Des sondages hors de prix aux sujets désopilants. D’après le militant écologiste grenoblois Raymond Avrillier, qui tenait une conférence de presse hier après-midi, l’Elysée a commandé durant le quinquennat de Nicolas Sarkozy pour 9,4 millions d’euros de sondages et études, dont l’intérêt pour la République et pour la France reste à démontrer.
«Islam». Exemple : en février 2011, alors que DSK caracolait dans les sondages pour la présidentielle, l’Elysée faisait réaliser les siens, et interrogeait les Français en ces termes : «Diriez-vous que DSK se situe très à gauche, à gauche, au centre gauche, etc. ?» ou «Diriez-vous qu’au cours de cette émission DSK vous a paru avoir changé en bien ?» Ce sondage avait été réalisé suite à l’intervention du patron du FMI au journal télévisé de France 2. En 2008, c’est Carla Bruni qui préoccupait l’Elysée : «Que pensez-vous du mariage possible [de Nicolas Sarkozy] avec Carla Bruni ?» Un autre sondage, cette même année, interroge : «Pour chacune des personnalités suivantes diriez-vous qu’elle ferait un(e) bon(ne) candidat(e) à l’élection présidentielle ?» énumérant uniquement des personnalités du Parti socialiste.

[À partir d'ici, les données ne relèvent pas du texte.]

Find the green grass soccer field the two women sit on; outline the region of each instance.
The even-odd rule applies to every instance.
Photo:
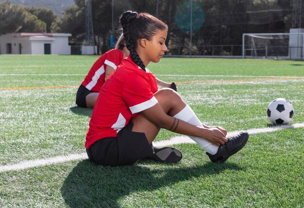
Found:
[[[223,164],[197,144],[174,144],[176,164],[150,160],[102,167],[85,159],[24,164],[85,153],[91,109],[75,105],[97,56],[0,55],[0,207],[303,208],[304,128],[253,133]],[[304,62],[164,58],[148,68],[206,125],[229,132],[271,128],[270,101],[290,100],[304,123]],[[178,134],[161,130],[155,142]],[[20,164],[18,164],[20,163]],[[15,167],[15,166],[14,166]]]

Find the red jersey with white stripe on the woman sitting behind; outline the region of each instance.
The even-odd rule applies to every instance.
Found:
[[[89,73],[81,83],[86,89],[92,92],[99,92],[101,86],[104,84],[105,68],[107,65],[116,69],[123,59],[123,53],[118,49],[112,49],[99,57],[93,64]]]

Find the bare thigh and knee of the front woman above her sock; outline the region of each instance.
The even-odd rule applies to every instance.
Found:
[[[154,96],[164,112],[170,116],[177,114],[186,107],[186,103],[181,96],[171,89],[161,89],[156,92]],[[138,115],[132,119],[132,122],[134,124],[132,131],[145,133],[149,144],[152,144],[160,128],[150,122],[142,113],[138,113]]]

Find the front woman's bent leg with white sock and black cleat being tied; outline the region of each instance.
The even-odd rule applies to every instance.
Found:
[[[162,89],[155,93],[154,96],[162,106],[164,112],[168,115],[189,124],[203,127],[192,109],[186,105],[185,101],[173,90]],[[155,139],[160,129],[145,118],[142,113],[135,116],[132,121],[134,123],[132,131],[145,133],[148,142],[152,144],[152,141]],[[229,138],[227,143],[220,146],[212,144],[204,138],[189,137],[206,150],[211,161],[224,162],[243,148],[247,143],[249,134],[247,132],[240,132],[236,136]]]

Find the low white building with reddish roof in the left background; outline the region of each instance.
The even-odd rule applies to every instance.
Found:
[[[70,33],[14,33],[0,36],[0,54],[70,55]]]

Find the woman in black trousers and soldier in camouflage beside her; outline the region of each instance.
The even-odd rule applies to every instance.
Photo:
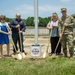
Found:
[[[61,47],[63,49],[64,57],[68,57],[67,54],[67,45],[70,53],[70,58],[74,54],[74,45],[73,45],[73,27],[75,25],[75,19],[72,16],[67,15],[67,9],[61,8],[62,17],[59,19],[57,13],[52,14],[51,21],[47,24],[47,29],[52,31],[50,33],[51,39],[51,53],[56,53],[56,55],[61,55]],[[59,41],[60,40],[60,41]],[[59,45],[56,49],[56,46],[59,42]],[[56,51],[55,51],[56,49]]]

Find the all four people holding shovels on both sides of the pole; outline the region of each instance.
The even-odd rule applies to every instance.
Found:
[[[72,16],[67,15],[67,9],[61,8],[62,17],[59,19],[56,12],[52,14],[51,20],[47,24],[47,29],[50,30],[50,42],[51,42],[51,53],[56,55],[61,54],[61,47],[63,49],[64,56],[67,57],[67,44],[69,47],[70,58],[73,57],[74,53],[74,46],[73,46],[73,26],[75,25],[74,18]],[[4,58],[3,55],[3,48],[4,44],[7,45],[7,55],[10,56],[10,42],[9,42],[9,35],[11,35],[12,31],[12,40],[14,43],[13,46],[13,54],[16,54],[18,51],[17,43],[19,44],[19,49],[21,52],[26,52],[24,50],[23,45],[23,32],[25,32],[26,24],[21,19],[20,14],[16,14],[16,18],[10,22],[10,25],[5,22],[6,17],[1,15],[0,16],[0,53],[1,57]],[[21,42],[20,37],[21,35]],[[59,41],[61,40],[61,42]],[[59,45],[56,49],[57,43],[59,41]],[[56,49],[56,51],[55,51]]]

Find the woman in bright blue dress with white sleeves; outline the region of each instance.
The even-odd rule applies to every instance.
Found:
[[[5,16],[1,15],[0,16],[0,52],[1,52],[1,57],[4,58],[3,55],[3,48],[2,46],[4,44],[7,45],[7,55],[9,55],[9,50],[10,50],[10,45],[9,45],[9,32],[8,30],[10,29],[8,26],[8,23],[5,22]]]

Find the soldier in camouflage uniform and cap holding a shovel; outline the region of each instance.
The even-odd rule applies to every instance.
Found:
[[[74,19],[72,16],[67,15],[66,8],[61,8],[61,13],[62,13],[62,17],[60,19],[59,29],[60,29],[60,32],[62,32],[63,26],[65,27],[63,36],[60,35],[60,38],[62,37],[61,43],[62,43],[62,47],[63,47],[64,56],[67,57],[67,44],[66,43],[68,43],[70,57],[73,57],[73,53],[74,53],[74,47],[73,47],[74,22],[73,22],[73,20]]]

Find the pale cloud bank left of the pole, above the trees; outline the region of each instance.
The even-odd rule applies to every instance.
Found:
[[[2,11],[0,12],[0,14],[5,14],[7,16],[10,15],[10,17],[13,17],[15,16],[16,13],[20,13],[22,16],[22,18],[25,18],[27,17],[28,15],[29,16],[33,16],[34,15],[34,6],[32,5],[22,5],[22,6],[19,6],[19,7],[16,7],[16,8],[12,8],[12,9],[9,9],[9,10],[5,10],[5,11]]]

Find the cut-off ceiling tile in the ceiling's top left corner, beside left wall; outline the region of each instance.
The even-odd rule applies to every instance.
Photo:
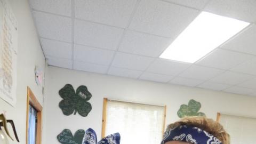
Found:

D’autres sondages, plus récents, portent sur une intervention télévisée de Marine Le Pen, sur l’électorat écologiste ou encore sur «les sympathisants socialistes et la question de l’islam». «Je ne remets pas en cause le fait que l’Elysée commande des sondages, mais c’est leur démesure et la thématique des sondages réalisés qui posent problème», explique Raymond Avrillier, que l’on a coutume de surnommer «le tombeur du système Carignon».
Sur plus des 300 sondages et études commandés durant le quinquennat, 66 l’ont été entre début 2010 et le 30 avril 2012 pour un montant de 3,04 millions d’euros. Et pourraient avoir aidé le candidat et non le Président. Le paiement de ces sondages par de l’argent public constituerait donc un délit, d’après le militant. «Il s’agit du financement par une personne morale [l’Elysée, ndlr] de la campagne électorale de Nicolas Sarkozy, ce qui représente un délit puni par le code électoral», a-t-il détaillé. Avrillier a ainsi indiqué avoir saisi la Commission nationale des comptes de campagne pour qu’elle intègre une partie des sondages commandés par l’Elysée dans les comptes de campagne du candidat Sarkozy. Cette demande est aujourd’hui à l’étude.
Raymond Avrillier a également porté plainte auprès du procureur de la République de Paris. «Le 6 juin prochain, Nicolas Sarkozy va perdre son immunité présidentielle, cela permettra peut-être qu’une enquête judiciaire soit ouverte, explique-t-il. J’ai déjà déposé une plainte avec constitution de partie civile, mais jusqu’à maintenant, aucune procédure ne pouvait être déclenchée du fait du statut du chef de l’Etat.»
Citoyen. Le militant écologiste s’était déjà battu pour obtenir, le 17 février, la liste des sondages commandés entre 2010 et 2012. Il avait dû saisir en 2009, en tant que simple citoyen, le tribunal administratif de Paris, qui avait enjoint la présidence de la République de communiquer ces pièces. Par ailleurs, Avrillier affirme ne pas avoir reçu les bons de commandes de sondages «indirects» commandés par l’intermédiaire des cabinets d’études Publifact (la société de Patrick Buisson), Publiopinion et Giacometti Péron. Des cabinets d’études qui n’ont jamais été mis en concurrence comme le prévoit la loi. Ces prestations ont été facturées 2,98 millions d’euros au total à Publifact et Publiopinion, et 1,38 million à Giacometti Péron. La plainte déposée par Avrillier auprès du procureur porte aussi sur ces faits.